Induction of antibody-dependent cellular cytotoxicity against endothelial cells by renal transplantation.

1989 
Antibodies that induce antibody-dependent cellular cytotoxicity (ADCC) of human umbilical-vein endothelial cells (EC) were detected using serum of a renal transplant patient who had experienced a severe vascular rejection episode after receiving an HLA-identical kidney graft from a living-related donor. This reactivity was absent in sera obtained before transplantation. The antibody nature of the reactivity present in the post-transplantation sera was proven by gelfiltration studies, protein A absorption, pepsin-digestion experiments, and incubation with subclass specific monoclonal antibodies; predominantly IgG1 antibodies were found to bind to EC and induce ADCC. The specificity of the antibodies could be shown in panel studies using EC lines of various donors. In order to investigate the clinical relevance and incidence of anti-EC ADCC, we examined whether anti-EC reactivity could be observed in 9 additional renal transplant patients. Sera of 2 of these patients were found positive in the ADCC assay, whereas 20 normal serum donors were negative.
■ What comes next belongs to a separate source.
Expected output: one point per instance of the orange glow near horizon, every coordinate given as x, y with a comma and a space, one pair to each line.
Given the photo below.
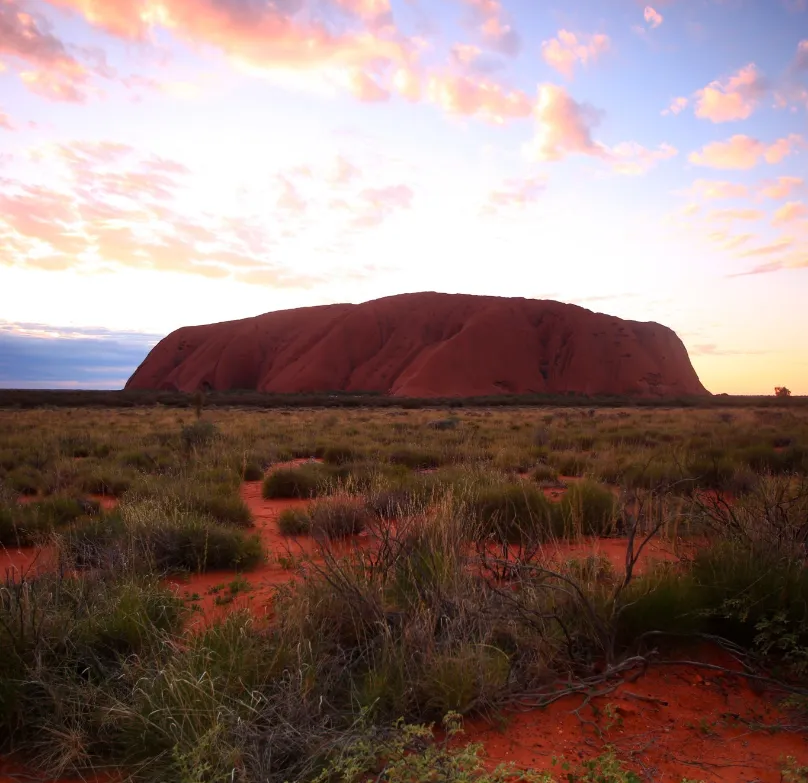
188, 161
ADCC against EC in these patients was not caused by classic antiendothelial-monocyte (EM) antibodies. Using various experimental systems (adherent cell depletion, monoclonal antibody blocking, cold target cell inhibition) it was shown that the natural killer/killer (NK/K) cells present within the peripheral blood mononuclear cell population were responsible for EC lysis. These findings demonstrate that IgG1 antibodies directed against polymorphic non-HLA, non-EM antigens on EC can be induced by renal allotransplantation. Via Fc-receptor interaction with NK/K cells, these antibodies can be responsible for ADCC against EC.